Bowery Bay Beach (later named North Beach) opened in 1886 on the shores of Bowery and Flushing Bays. Built by noted piano manufacturer William Steinway in partnership with brewer George Ehret, it included beaches, swimming pavilions, a huge beer hall, zoo, and the Gala Amusement Park. At one time it was more popular than the parks in Brooklyn, earning it the moniker “the Coney Island of Queens.”

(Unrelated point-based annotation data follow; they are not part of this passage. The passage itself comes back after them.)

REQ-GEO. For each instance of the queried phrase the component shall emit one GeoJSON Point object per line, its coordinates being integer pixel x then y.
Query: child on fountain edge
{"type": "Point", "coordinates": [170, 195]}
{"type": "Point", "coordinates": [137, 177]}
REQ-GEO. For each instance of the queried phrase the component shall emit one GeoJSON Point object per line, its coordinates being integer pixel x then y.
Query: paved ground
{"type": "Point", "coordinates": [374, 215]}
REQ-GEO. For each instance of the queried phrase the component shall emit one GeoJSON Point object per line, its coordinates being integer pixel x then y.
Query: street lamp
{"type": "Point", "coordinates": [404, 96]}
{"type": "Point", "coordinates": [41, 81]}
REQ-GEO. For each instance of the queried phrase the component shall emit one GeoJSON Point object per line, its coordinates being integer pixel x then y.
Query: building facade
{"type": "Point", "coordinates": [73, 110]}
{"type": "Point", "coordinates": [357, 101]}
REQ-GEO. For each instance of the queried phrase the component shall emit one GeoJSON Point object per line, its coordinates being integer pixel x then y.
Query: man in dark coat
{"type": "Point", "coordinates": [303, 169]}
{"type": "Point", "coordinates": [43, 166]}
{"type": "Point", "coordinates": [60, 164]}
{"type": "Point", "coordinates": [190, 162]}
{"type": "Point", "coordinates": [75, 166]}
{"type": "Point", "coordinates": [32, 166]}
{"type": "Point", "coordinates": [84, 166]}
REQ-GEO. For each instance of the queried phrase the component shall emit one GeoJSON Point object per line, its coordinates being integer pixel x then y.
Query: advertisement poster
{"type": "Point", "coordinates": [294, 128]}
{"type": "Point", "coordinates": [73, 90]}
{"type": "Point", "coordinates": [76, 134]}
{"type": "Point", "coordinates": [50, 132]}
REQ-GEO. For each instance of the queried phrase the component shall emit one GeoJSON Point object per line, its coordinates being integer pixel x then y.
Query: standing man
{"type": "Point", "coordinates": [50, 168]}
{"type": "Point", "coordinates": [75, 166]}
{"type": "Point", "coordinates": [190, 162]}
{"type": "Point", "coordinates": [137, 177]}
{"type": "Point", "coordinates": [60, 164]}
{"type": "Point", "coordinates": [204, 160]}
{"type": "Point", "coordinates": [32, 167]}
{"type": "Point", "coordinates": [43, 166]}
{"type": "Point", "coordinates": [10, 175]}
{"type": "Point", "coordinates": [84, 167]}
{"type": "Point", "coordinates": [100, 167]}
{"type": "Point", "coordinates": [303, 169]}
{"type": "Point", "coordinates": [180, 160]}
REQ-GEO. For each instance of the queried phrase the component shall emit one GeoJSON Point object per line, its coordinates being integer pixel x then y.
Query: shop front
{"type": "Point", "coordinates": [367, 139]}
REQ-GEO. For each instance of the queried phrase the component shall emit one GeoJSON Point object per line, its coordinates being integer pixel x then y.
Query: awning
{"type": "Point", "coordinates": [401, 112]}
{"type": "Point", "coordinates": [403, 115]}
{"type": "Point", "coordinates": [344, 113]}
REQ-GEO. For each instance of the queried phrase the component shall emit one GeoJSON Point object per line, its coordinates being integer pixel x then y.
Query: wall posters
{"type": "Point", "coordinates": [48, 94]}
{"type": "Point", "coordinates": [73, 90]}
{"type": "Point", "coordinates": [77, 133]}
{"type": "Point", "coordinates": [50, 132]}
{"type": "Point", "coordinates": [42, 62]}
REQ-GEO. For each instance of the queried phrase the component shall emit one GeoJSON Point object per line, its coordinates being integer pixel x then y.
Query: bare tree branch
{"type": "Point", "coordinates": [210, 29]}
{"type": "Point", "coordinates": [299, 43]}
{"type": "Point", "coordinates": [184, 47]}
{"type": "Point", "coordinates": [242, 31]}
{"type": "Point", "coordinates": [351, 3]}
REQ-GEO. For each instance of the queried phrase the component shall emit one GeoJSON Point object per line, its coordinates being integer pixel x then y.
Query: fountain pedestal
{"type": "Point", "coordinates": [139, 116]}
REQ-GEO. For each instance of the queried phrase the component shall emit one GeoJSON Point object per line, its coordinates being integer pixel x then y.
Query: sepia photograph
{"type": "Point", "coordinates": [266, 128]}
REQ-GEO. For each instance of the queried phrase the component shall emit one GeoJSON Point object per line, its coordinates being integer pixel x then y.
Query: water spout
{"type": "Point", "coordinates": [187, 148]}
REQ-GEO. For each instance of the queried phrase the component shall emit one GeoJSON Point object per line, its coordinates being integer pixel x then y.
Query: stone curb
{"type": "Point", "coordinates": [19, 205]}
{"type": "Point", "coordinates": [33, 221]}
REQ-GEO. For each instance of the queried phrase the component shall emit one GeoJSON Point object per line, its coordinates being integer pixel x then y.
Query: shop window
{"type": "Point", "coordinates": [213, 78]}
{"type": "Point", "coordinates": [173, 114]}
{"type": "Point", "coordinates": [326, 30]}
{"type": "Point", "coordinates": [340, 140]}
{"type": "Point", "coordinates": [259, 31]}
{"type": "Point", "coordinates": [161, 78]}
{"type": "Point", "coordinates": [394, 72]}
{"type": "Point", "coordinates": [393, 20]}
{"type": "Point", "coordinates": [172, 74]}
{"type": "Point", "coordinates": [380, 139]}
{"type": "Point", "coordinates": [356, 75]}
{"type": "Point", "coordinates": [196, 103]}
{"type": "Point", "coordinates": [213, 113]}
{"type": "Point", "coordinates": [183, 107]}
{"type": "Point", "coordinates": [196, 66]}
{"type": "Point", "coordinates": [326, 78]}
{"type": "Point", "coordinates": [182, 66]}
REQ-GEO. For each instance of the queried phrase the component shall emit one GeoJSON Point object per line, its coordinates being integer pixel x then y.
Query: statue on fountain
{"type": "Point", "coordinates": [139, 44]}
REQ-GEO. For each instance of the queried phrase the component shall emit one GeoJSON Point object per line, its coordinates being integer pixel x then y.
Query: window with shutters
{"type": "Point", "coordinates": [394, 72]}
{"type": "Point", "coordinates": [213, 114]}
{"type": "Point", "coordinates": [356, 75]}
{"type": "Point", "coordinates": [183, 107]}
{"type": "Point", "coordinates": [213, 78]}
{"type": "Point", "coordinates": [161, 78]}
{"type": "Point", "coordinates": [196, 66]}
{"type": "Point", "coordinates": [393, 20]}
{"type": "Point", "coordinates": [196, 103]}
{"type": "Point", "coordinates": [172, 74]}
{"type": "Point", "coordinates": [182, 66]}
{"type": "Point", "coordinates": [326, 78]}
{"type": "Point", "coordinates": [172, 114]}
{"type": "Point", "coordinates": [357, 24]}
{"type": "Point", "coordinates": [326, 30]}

Steinway & Sons piano factory in 1875, via Queens Borough Public Library
William Steinway was the son of Henry Steinway, who founded Steinway & Sons in 1853. William would become head of the American and German piano manufacturing firm in 1889, but he worked with his father from the beginning. In 1870, he started developing a company town known as Steinway Village. It was located on 400 acres in present-day northern Astoria. It was here that he built the Steinway Piano Factory (still in existence today), and he surrounded it with worker housing, a church, library, and public trolley.
In 1886, William and George Ehret, a fellow German immigrant who had opened the Hell Gate Brewery in 1866 across the East River in Yorkville, decided to create a beach recreation area nearby where Steinway’s employees could go for entertainment that included a large beer garden. It was also open to the public, as Steinway hoped other working-class visitors from Manhattan would travel on his streetcars, trolleys, and ferries.
When it opened, Bowery Bay Beach had a large bathing pavilion, a boathouse and dock, picnic areas, and restaurants. It would expand to include grand hotels, the east coast’s first Ferris wheel, carousels and other rides at the Gala Amusement Park, hot air ballons, a small zoo, movie houses, and various stage and theater acts. There were fireworks displays, shooting contests, boat races, vaudeville shows, and high wire acts. In its hey day (1895-1915), 10,000 visitors were showing up each Sunday and it became known as North Beach (to distinguish it from Manhattan’s Bowery). During the day it remained a wholesome family retreat, but at night it was the hot spot for young singles to drink beer, dance, and mingle with each other.
But after Prohibition, the dance halls and saloons closed, bankrupting the development. Around this same time, both the Flushing River and East River had become so polluted that the sand on the beaches turned oily and muddy and swimmers had to stay out of the water because of untreated sewage. North Beach became unpopular, and by the late 1920s, part of Bowery Bay was filled in to make runways for Glenn Curtiss Airport. It had completely disappeared in the next decade, replaced by LaGuardia Airport.